C’est aux premiers missionnaires de la Nouvelle-France, les Récollets (un ordre franciscain), qu’appartient l’honneur d’avoir choisi, par un vœu public fait à Québec le 19 mars 1624, et auquel tous les habitants se sont associés, saint Joseph « comme patron du pays et protecteur de cette Église naissante ». Les premiers missionnaires franciscains arrivent au Canada en 1615. Au début, leurs missions n’étaient pas très réussies. Ils avaient du mal à apprendre les langues autochtones et à trouver un moyen de les convertir. C’est au père Joseph Le Caron, missionnaire, que l’on doit le choix de saint Joseph comme premier patron du Canada ! Ce Récollet arrive à Québec en 1615, célèbre la première messe chez les Hurons le 12 août 1615, retourne en France l’année suivante, revient en 1617 pour exercer son ministère à Tadoussac avant de repartir en 1623 à la recherche de ses Hurons. Le Caron rédige un mémoire sur les coutumes des Hurons et les difficultés de l’œuvre d’évangélisation. Le Père le Caron : « Il semble que leurs péchés aient répandu en elles un aveuglement et une insensibilité pour toute sorte de religions, que les historiens ne remarquent point dans les autres peuples du monde » (Le Clercq, op. cit., I, p. 263-288).

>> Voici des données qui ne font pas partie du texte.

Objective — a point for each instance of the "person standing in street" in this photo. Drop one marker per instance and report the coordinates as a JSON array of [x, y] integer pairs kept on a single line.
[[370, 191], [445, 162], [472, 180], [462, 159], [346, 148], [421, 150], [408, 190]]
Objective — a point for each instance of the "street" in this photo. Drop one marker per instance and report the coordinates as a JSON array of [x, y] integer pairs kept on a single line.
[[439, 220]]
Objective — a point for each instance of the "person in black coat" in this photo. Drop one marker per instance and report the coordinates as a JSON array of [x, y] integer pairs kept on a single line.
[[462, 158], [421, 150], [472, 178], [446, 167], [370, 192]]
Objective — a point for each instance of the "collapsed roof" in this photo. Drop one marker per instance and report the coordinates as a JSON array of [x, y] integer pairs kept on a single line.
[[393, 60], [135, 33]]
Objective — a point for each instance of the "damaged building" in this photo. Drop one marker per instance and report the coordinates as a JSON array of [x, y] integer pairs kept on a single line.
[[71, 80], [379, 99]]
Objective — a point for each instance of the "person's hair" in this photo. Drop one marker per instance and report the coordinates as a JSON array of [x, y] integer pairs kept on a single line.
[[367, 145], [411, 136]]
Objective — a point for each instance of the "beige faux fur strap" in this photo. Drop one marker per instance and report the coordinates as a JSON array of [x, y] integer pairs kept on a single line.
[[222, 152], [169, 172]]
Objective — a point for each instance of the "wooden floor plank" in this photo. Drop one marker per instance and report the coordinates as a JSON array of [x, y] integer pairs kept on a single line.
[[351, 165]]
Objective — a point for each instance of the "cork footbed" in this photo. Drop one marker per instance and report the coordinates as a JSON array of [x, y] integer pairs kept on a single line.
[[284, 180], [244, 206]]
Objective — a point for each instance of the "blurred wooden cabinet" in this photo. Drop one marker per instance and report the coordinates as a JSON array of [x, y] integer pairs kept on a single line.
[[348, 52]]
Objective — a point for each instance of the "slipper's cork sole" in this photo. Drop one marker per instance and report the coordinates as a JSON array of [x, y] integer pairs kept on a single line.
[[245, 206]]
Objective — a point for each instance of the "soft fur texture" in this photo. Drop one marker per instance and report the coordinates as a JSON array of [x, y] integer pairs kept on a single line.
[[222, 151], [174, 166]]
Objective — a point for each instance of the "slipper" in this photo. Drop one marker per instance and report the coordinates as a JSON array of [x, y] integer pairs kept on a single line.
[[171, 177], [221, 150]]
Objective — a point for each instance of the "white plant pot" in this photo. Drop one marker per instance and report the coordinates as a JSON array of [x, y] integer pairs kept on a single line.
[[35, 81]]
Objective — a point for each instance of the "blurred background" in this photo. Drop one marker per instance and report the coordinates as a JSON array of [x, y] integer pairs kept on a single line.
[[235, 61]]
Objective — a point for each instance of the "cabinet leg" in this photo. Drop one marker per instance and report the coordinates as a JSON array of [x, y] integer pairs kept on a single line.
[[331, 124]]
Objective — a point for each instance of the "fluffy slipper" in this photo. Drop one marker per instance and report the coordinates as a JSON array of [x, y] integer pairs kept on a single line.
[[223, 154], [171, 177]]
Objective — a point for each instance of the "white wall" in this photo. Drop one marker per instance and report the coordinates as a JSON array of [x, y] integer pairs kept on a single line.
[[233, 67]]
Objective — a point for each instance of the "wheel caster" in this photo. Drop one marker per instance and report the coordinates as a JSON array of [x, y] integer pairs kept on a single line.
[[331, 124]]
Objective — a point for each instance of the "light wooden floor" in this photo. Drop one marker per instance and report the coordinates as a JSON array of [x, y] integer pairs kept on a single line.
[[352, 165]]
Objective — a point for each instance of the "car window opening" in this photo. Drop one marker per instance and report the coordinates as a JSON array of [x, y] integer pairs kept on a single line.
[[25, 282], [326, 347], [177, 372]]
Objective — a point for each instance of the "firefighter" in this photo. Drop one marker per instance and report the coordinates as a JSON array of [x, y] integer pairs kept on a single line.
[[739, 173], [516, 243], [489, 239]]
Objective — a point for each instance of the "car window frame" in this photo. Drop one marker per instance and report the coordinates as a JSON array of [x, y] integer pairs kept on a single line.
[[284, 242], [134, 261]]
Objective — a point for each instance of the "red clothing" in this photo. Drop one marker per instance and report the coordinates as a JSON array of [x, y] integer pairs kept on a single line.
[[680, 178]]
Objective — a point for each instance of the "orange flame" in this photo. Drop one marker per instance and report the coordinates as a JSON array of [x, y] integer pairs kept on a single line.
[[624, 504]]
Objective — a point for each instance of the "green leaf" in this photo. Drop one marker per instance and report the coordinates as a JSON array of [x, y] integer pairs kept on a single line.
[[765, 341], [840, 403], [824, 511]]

Comme il était très difficile pour les Récollets d’évangéliser les indigènes, le Père Joseph Le Caron eut l’idée de consacrer le pays à Saint Joseph. Voici ce qu’il note pour le 19 mars 1624 : « Nous avons fait une grande solennité où tous les habitants se sont trouvés, et plusieurs sauvages, par un vœu que nous avons fait à saint Joseph, que nous avons choisi pour notre patron du pays et protecteur de cette église naissante. » 

 
 

Les historiens croient que la Saint-Joseph fut par la suite célébrée régulièrement, sauf peut-être pendant l’occupation de Québec par les frères Kirke (1629). En 1637, le père Le Jeune écrit dans les Relations des Jésuites que « Il n’est point d’endroit au monde où la fête de saint Joseph se célèbre avec plus de pompe et de réjouissance qu’au Canada […] chacun bénissant Dieu d’avoir donné pour protecteur à la Nouvelle France celui qui avait été durant sa vie le protecteur et comme l’ange gardien du Verbe incarné ».

Confirmation du Ciel:

Avant même de venir au Canada, Sainte Marie de l’Incarnation vit saint Joseph, en même temps que  » le grand pays  » qui lui était montré :  » Il était le gardien de ce lieu.  » La Bienheureuse Catherine de Saint-Augustin confie elle-même  » avoir, en différentes circonstances de sa vie, vu saint Joseph et entendu de sa bouche l’affirmation que Dieu l’avait constitué père, gardien et défenseur du pays de Canada « .

Confirmation de Rome:

En 1834, Grégoire XVI approuva définitivement le vœu de 1624 et saint Joseph devint officiellement le premier Patron du Canada. Saint Joseph fut donc honoré comme patron et protecteur de l’Eglise du Canada, avant d’être déclaré patron et protecteur de l’Eglise universelle par le pape Pie IX, le 8 décembre 1870.

 

 

Sources: 

P. Chrétien LECLERCQ, Premier établissement de la foy, I, p. 287 – Les Ursulines de Québec, I, p. 253.